Things You Can Afford To Leave In 2019 For A Better 2020

If you are reading this right now, then congratulations. You’ve made it 365 days. A whole year. Despite whatever you have been through, whether you accomplished a lot last year or nothing at all, causing it to see another year is a big deal. A new year in a way is kind of like a new chapter in a book, a continuation of life with a chance to take a fresh perspective on how you think and move throughout the year to make your life and peace of mind stronger and better than last year. I personally don’t believe in making resolutions for the new year because of their too time-sensitive and give many of us anxiety and anguish when we don’t complete the “On Time” or decide to ditch them altogether when it isn’t working out. This is why instead of focusing on New Year’s Resolutions, I want to focus on things we all can do to create peace of mind for ourselves that can also place us in a better state of mind for the entire year.

Don’t Let Anyone Waste Your Time

There’s a big difference between being there for someone and making yourself too available for them, sometimes we can’t tell the difference. Being there for someone in their time of need makes you a good person and often shows a selfless side of you that care others and not just yourself. Making yourself too available for someone, on the other hand, can be bad for you and bad for them. You can find yourself being worn too thin or almost annoyed by them always reaching out to you and they might become so used to you always giving your time away to them at the drop of a dime. They might become dependent on you or see you as expendable. When people see your time as expendable, they aren’t just devaluing your time, they’re devaluing you as a person. Your time doesn’t belong to anyone else but you. Reclaim it.

Know Your Worth

Don’t put up with poor treatment from anyone just because you think you should for someone else’s or your own personal interest. Some of us practice delayed gratification in the most destructive ways possible. Putting up with someone’s bullshit with the idea that things may eventually get better is a tale I know all too well. From my personal experience, it doesn’t get better. It gets worse. When you allow someone to treat you poorly, that person’s behavior will only calcify into permanence and deviating behavior or even reckless behavior with you. I’m not just talking self-esteem here.
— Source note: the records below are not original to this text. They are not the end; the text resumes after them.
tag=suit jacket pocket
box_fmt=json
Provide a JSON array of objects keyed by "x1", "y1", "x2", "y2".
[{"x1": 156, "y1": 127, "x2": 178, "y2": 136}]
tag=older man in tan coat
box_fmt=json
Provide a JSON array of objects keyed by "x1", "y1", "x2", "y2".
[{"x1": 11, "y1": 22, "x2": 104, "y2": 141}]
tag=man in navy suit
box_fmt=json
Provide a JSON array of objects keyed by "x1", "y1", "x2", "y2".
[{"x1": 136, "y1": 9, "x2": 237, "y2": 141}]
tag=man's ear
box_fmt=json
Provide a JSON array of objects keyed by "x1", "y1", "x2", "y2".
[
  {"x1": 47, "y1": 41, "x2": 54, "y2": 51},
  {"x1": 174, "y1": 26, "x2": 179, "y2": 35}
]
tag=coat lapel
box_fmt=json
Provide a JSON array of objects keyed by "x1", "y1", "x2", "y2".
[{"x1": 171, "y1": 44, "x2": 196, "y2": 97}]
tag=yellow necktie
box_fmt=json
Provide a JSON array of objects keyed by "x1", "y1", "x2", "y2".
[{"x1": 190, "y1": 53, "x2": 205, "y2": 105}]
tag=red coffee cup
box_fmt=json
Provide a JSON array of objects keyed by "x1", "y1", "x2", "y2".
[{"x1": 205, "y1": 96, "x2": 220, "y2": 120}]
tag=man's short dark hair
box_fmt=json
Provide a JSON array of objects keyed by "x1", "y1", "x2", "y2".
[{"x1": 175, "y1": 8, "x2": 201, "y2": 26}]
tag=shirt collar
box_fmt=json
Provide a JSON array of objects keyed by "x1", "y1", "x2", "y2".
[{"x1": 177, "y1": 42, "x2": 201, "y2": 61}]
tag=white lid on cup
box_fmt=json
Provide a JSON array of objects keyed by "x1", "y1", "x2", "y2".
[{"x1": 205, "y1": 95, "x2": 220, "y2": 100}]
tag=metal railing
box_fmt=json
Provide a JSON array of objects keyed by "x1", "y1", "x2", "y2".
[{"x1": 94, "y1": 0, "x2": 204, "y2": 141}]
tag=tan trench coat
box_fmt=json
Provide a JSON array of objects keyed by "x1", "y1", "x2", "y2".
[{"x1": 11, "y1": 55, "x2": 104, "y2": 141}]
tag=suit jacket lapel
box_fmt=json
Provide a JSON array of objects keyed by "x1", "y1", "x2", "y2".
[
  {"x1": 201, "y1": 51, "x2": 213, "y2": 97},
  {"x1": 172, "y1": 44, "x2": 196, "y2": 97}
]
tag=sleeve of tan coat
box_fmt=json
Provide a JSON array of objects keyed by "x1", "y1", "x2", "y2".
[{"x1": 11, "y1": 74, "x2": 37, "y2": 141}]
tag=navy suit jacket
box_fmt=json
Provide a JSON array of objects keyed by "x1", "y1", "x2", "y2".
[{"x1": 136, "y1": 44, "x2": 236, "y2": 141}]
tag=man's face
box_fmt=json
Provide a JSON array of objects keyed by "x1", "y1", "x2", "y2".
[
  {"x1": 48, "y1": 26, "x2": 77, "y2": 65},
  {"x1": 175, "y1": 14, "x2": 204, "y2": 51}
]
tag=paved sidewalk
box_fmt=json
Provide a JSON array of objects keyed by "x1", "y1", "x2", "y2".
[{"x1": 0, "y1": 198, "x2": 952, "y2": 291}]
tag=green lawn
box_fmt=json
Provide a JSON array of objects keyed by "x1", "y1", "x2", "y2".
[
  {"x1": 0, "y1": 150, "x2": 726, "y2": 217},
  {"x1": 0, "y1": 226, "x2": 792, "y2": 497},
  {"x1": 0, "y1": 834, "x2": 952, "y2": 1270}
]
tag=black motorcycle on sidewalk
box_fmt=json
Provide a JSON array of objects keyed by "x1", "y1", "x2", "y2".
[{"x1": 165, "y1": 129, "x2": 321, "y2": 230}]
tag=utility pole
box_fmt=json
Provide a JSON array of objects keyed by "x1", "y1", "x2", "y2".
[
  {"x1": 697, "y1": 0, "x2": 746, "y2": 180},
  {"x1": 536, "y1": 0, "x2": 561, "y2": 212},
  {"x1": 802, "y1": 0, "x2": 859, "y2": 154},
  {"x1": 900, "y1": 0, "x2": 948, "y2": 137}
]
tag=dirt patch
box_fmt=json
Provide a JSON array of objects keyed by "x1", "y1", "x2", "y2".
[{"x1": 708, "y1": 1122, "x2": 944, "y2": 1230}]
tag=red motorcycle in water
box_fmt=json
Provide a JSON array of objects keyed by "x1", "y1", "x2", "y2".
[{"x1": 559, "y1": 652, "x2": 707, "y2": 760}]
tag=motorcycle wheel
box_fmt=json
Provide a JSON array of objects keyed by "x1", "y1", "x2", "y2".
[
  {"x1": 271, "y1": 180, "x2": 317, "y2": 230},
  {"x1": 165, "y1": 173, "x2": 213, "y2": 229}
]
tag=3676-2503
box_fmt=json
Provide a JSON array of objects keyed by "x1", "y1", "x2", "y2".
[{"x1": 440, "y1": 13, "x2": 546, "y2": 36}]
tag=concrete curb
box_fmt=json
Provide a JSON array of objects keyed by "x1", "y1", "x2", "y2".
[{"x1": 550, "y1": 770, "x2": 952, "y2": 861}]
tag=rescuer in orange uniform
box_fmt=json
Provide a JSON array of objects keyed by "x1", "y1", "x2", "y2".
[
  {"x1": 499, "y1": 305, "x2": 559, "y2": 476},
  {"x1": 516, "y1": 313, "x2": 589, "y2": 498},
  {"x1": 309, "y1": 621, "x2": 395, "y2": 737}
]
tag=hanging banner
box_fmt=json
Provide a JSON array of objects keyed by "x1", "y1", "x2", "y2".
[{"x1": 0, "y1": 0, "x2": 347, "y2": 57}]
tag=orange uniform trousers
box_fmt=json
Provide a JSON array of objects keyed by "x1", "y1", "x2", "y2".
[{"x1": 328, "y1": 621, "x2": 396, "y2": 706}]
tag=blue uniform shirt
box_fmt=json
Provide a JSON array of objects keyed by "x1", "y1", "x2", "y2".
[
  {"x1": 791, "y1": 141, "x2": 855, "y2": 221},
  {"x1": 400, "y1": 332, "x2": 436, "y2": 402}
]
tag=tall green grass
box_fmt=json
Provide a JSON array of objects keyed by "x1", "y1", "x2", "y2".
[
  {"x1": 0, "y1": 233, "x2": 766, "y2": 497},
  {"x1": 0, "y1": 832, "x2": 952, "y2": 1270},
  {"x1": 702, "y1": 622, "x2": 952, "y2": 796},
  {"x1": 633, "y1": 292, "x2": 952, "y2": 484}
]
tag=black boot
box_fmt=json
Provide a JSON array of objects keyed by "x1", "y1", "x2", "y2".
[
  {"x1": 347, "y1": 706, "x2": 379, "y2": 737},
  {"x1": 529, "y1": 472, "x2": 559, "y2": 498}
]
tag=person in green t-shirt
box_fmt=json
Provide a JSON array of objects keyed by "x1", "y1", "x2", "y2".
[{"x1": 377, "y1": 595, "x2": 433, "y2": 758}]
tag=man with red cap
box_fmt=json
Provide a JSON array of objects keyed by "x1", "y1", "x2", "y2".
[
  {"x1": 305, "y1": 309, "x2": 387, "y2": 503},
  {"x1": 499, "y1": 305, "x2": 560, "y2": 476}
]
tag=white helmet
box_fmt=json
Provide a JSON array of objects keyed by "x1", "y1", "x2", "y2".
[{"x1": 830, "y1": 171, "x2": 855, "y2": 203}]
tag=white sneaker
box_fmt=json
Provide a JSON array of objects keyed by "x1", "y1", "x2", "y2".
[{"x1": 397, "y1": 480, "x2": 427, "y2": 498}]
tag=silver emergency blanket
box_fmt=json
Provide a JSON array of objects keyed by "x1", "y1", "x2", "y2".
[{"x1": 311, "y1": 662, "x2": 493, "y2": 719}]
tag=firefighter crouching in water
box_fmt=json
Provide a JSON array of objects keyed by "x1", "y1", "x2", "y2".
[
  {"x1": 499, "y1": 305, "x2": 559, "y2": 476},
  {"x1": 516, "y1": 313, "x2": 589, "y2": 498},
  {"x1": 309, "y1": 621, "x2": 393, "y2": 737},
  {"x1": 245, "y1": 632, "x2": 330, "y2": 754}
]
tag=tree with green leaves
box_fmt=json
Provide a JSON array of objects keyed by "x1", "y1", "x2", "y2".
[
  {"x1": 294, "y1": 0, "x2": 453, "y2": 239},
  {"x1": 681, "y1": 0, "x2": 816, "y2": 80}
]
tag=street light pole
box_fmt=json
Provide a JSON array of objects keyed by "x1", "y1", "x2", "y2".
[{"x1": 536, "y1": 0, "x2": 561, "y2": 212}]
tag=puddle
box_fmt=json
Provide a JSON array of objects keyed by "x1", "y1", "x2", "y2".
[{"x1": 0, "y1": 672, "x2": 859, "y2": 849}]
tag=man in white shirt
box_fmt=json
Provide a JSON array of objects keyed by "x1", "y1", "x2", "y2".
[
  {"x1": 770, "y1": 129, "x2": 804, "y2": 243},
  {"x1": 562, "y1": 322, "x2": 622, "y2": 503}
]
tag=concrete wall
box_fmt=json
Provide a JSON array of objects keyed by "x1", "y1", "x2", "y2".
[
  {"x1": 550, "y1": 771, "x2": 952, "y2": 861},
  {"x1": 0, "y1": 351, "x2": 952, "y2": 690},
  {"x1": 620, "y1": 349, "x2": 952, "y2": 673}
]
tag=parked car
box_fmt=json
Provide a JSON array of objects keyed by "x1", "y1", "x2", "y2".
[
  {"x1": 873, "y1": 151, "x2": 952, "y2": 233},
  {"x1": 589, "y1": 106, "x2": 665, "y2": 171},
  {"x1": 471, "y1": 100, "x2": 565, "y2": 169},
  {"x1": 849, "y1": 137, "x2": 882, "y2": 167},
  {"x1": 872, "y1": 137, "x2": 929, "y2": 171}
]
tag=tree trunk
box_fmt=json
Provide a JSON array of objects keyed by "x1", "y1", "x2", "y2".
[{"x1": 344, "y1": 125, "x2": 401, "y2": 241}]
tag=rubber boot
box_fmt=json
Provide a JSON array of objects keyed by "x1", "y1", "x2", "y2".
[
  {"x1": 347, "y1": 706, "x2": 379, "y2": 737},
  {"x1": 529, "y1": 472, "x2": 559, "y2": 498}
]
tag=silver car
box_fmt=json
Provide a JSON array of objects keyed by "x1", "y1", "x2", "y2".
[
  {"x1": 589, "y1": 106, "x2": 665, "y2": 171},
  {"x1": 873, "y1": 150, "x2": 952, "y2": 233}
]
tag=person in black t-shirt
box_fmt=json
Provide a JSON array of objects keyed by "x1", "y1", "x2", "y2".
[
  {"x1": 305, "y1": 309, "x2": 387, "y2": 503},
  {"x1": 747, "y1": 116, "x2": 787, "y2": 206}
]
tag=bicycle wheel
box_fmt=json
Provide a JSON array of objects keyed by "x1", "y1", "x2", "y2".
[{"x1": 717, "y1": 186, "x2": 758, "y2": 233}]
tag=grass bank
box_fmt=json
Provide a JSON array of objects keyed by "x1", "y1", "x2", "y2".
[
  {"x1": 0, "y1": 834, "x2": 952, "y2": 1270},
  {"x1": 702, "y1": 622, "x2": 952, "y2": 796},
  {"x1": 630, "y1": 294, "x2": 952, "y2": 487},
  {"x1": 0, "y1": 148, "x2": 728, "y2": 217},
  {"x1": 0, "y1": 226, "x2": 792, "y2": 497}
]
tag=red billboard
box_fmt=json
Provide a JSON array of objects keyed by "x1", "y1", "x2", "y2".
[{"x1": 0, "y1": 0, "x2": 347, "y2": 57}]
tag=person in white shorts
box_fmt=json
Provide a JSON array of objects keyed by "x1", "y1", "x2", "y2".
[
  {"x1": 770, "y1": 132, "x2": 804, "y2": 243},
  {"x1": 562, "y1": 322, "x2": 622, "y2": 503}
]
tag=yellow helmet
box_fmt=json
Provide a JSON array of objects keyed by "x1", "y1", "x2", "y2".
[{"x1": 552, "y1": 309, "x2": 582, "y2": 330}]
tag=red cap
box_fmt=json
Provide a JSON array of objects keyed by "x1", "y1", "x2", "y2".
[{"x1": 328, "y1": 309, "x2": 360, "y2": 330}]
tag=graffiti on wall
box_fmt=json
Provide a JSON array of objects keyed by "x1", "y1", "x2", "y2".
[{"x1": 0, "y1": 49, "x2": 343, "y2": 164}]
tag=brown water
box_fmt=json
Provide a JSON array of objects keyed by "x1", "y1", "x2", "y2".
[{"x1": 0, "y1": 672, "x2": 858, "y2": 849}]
When someone shows you who they are, believe them and believe that you deserve better and don’t tolerate shitty people being shitty to you.

Save Space for People Who Matter

At times, we need to re-evaluate who we have allowed into our circle. The people we have in our circle are supposed to support and inspire us to do and be better. If you notice that the people in your circle only take from you or put down others, its time to let them go. We don’t always pay close attention to the actions of others because we don’t necessarily take on their views of the world completely, but there is a sense of like-mindedness to them as it relates to you if you choose to associate with them. If you hear your friends, family, or whoever is close to you talking poorly or treating others poorly, imagine what they are doing when your not around. Think about the values and morals you believe in and think about the people who you have around you and how

Leave What Isn’t for You

This was something I struggled greatly with last year. I’ve always felt like things fall into place the way they do for a reason. So when I meet that special someone or an opportunity swings my way, I jump at it, and that’s something I rarely do because I don’t believe everything that comes my way is for me. I rarely ever find myself feeling as though I missed out on anything that I wasn’t sure about in the first place. But when something just feels so right, we sometimes dedicate ourselves to a lost cause because it’s our cause. We have invested so much into something, that the thought of just leaving uncompleted or not turning that next page to see what will happen bothers us and can leave us with a sense of failure.

In philosophy, this referred to as the Sunk-Cost Fallacy. We feel the need to invest more time and resources into something without taking into consideration what we have already invested and usually end up losing more in the process. It’s never easy to give up on anything or anyone you are passionate about. But vibes don’t lie. When the energy your giving is no longer being matched, its time to walk away. I heard this in a Carpenter’s song: Knowing when to leave can be the smartest thing anyone can learn. Karen was telling the truth. Learn to be okay with leaving things unfinished and unknown.

Final Thoughts

I aspire to inspire others to take time to reflect on themselves from last year and take charge of creating a prosperous, opulent, and conducive 2020 vision for ourselves and those around us. I’m not necessarily talking about just mental health, but mental clarity and peace of mind. Decluttering our minds of the things that occupy and hold us back from being our best selves. So, what does your 2020 vision look like?